If the user provided a list of genes to prioritize matching and at least one of those genes matched for this site, it is displayed here. Note that the annotation score rule is overidden if a target gene is present.



Peptide_Sequence

Note that each cleaved peptide displayed must have a minimum length of 6 and a maximum length of 55. If the peptide is too short, the shortest cleaved version 6 amino acids or longer will be shown.



Peptide_Modified_Sequence

This is the peptide sequence with the PTM(s) inserted in parentheses () or brackets [] after the amino acid it is attached to



Annotation_Score

The score provided by Uniprot for this Uniprot entry out of 5, with 5 being the highest score (or highest quality annotation), and 1 being the lowest score (or lowest quality annotation)



Uniprot_Accession_ID

The unique identifier by Uniprot for a specific protein entry. Information about the protein entry can be accessed by with the URL www.uniprot.org/uniprot/[Uniprot_Accession_ID]

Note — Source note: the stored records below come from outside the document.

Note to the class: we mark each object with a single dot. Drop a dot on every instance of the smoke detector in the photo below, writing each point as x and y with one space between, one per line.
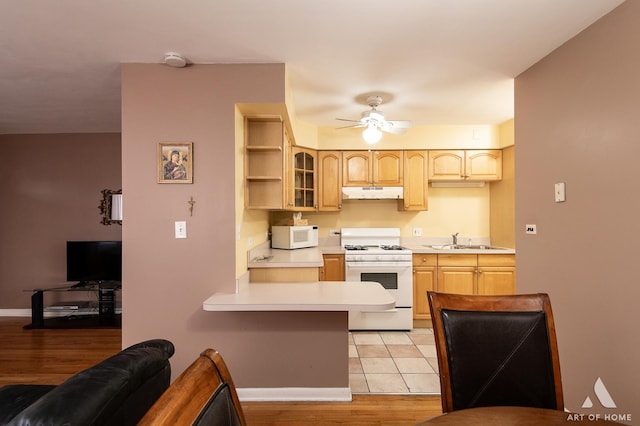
175 60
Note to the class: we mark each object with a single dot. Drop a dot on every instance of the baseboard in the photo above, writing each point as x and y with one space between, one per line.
15 313
294 394
47 314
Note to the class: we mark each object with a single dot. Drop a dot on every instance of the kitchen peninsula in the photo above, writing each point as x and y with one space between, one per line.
296 306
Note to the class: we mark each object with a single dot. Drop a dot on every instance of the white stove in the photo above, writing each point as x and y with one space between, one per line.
375 254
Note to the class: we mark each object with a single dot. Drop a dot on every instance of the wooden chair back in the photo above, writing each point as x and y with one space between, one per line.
204 394
496 351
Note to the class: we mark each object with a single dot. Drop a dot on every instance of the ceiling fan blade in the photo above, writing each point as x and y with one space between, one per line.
346 119
395 127
394 130
352 126
405 124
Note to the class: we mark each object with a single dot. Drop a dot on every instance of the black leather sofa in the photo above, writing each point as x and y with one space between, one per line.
117 391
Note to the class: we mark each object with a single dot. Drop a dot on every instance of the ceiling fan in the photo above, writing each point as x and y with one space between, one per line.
375 123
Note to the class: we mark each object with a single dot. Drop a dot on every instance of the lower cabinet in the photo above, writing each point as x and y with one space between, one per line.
485 274
333 268
424 279
496 274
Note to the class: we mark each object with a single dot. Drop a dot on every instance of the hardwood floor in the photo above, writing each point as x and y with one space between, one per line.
53 355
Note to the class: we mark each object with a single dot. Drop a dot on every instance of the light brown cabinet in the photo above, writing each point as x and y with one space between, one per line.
372 168
302 180
424 280
333 268
415 182
265 140
485 274
496 274
278 175
465 165
329 180
476 274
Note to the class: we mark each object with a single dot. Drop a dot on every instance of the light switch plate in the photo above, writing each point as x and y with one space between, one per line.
559 192
181 229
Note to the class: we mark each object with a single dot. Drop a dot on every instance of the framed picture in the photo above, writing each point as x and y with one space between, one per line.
175 162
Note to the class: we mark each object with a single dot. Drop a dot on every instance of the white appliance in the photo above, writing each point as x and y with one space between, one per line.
372 192
294 237
375 254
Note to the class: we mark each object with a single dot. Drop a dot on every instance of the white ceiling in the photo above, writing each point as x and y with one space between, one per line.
433 61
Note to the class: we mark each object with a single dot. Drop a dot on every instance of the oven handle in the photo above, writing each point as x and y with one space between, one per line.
379 265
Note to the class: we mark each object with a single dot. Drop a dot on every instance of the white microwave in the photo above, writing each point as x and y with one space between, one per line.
292 237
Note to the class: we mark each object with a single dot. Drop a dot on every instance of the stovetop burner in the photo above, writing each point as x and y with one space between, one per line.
392 247
355 247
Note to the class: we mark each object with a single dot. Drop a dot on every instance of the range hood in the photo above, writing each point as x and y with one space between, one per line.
372 192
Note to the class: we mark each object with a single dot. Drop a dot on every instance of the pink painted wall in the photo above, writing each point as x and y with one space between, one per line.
577 122
50 192
166 280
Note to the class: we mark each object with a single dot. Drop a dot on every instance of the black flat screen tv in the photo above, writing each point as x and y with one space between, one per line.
94 261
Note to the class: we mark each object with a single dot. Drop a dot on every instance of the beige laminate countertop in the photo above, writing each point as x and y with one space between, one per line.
304 296
299 258
425 249
312 257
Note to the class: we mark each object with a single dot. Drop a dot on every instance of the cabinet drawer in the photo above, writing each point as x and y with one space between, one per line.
457 260
496 260
425 259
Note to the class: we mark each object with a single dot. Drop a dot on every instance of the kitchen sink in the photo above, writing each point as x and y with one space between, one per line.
464 247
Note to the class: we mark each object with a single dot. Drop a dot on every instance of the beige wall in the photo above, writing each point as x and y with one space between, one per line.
577 122
50 193
502 212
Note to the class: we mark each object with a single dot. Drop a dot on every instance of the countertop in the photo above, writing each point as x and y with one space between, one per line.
278 258
304 296
426 249
266 257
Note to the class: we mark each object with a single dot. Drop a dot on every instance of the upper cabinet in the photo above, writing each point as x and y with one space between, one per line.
465 165
265 145
372 168
329 180
302 180
415 183
278 175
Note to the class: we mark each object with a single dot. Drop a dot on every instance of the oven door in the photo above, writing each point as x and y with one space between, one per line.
396 278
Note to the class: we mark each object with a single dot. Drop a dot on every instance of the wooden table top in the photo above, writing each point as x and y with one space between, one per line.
521 416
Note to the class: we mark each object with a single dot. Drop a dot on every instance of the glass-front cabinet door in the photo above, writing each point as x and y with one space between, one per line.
304 180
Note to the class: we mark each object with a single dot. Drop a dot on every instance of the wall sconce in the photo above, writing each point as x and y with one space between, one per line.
111 207
372 134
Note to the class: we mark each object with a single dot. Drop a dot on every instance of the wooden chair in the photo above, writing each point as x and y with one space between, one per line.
496 351
203 394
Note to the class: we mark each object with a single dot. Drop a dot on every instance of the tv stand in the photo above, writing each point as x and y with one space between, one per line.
106 305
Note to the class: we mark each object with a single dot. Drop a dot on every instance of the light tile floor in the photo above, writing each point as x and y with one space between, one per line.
393 362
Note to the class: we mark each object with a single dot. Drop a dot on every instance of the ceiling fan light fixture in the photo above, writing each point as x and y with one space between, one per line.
372 134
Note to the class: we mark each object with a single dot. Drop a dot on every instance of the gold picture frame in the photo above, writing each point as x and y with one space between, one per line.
175 162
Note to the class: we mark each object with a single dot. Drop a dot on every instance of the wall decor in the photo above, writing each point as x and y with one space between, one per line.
175 162
111 207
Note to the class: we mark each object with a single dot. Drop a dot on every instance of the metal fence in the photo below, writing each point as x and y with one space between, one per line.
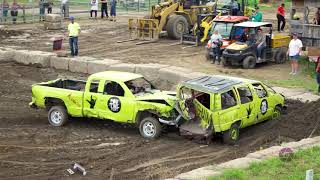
29 10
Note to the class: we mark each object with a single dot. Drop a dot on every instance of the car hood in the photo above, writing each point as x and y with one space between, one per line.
157 96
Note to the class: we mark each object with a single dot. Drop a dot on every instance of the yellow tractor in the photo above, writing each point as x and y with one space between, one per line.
174 17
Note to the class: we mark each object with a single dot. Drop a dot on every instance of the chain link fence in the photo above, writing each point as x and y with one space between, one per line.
28 11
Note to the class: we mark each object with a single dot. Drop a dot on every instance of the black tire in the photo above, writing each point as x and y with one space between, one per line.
249 62
150 128
231 136
225 62
176 26
280 57
57 115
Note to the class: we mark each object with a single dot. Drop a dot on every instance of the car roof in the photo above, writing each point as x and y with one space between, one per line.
253 24
116 76
230 18
215 83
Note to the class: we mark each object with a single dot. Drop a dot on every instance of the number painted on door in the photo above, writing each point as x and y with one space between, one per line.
114 104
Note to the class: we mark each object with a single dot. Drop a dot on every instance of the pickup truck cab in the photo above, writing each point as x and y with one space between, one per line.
217 104
118 96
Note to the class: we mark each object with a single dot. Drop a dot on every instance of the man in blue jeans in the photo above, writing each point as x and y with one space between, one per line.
73 32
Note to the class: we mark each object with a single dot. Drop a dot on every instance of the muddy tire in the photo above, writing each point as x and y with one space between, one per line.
231 136
150 128
280 57
176 26
249 62
57 116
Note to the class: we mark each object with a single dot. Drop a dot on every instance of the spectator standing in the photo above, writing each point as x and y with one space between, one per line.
216 41
5 8
42 9
257 17
294 51
318 73
317 17
65 8
14 11
260 42
104 9
113 6
50 4
73 32
234 7
94 8
281 17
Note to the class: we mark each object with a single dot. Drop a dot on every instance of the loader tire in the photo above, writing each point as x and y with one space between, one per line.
280 57
176 26
57 115
249 62
150 128
231 136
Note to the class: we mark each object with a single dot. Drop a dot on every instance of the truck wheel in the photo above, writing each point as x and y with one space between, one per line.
150 128
249 62
225 62
176 26
280 57
231 136
208 57
57 115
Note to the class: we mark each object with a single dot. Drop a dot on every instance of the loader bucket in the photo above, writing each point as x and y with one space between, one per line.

Intensit(y|ies) ... (sum|average)

Column(s) showing either the summed or averaged quantification value for the site, if provided and chosen by the user



Length_Of_Sequence

The length of the protein



Range_of_Interest

The number range(s) of relevant peptide sequence(s) for this PTM site



Region_of_Interest

The actual sequence(s) of the same relevant peptide sequence(s) in the last column



Subcellular_Location

The location(s) within the cell where this protein is typically found. For example, mitochondria, nucleus, endoplasmic reticulum, etc.



Enzyme_Class

The type of enzyme that this protein functions as (if applicable)



rhea

Hyperlinks to the RHEA database



Secondary_Structure

The protein secondary structure that this PTM site is a part of, if applicable. For example, (alpha) Helix, Beta_Strand, or (beta) Turn.



Active_Site_Annotation

Annotation if the PTM site is an active site



Alternative_Sequence_Annotation

Annotation related to protein isoforms



Chain_Annotation

Annotation for the chain in the mature protein after processing at the PTM site



Compositional_Bias_Annotation

Annotation indicating overrepresentation of certain amino acids



Disulfide_Bond_Annotation

Annotation if the PTM site part of a disulfide bond



Domain_Extent_Annotation

Description of the domain



Lipidation_Annotation

Annotation if the residue is known to be lipidated



Metal_Binding_Annotation

Type of metal binding at the PTM site



Modified_Residue_Annotation

Known type of PTM at site



Motif_Annotation

Description of a short, conserved sequence motif of biological significance



Mutagenesis_Annotation

Mutations and known effect on protein function at the site



Natural_Variant_Annotation

Known natural variant at the PTM site (if there is one)



NP_Binding_Annotation

If the site is a known nucleotide binding site



Other

If there is an annotation different than the other _Annotation columns



Region_Annotation

Annotation related to the ‘Region_of_Interest’ column



Repeat_Annotation

The types of repeated sequence motifs or repeated domains



Topological_Domain_Annotation

Orientation in the plasma membrane (cytosolic or extracellular)



Zinc_Finger_Annotation

If the modified site is within a zinc finger domain



More detailed information on any of the above annotations is available on the help section of the UniProt website.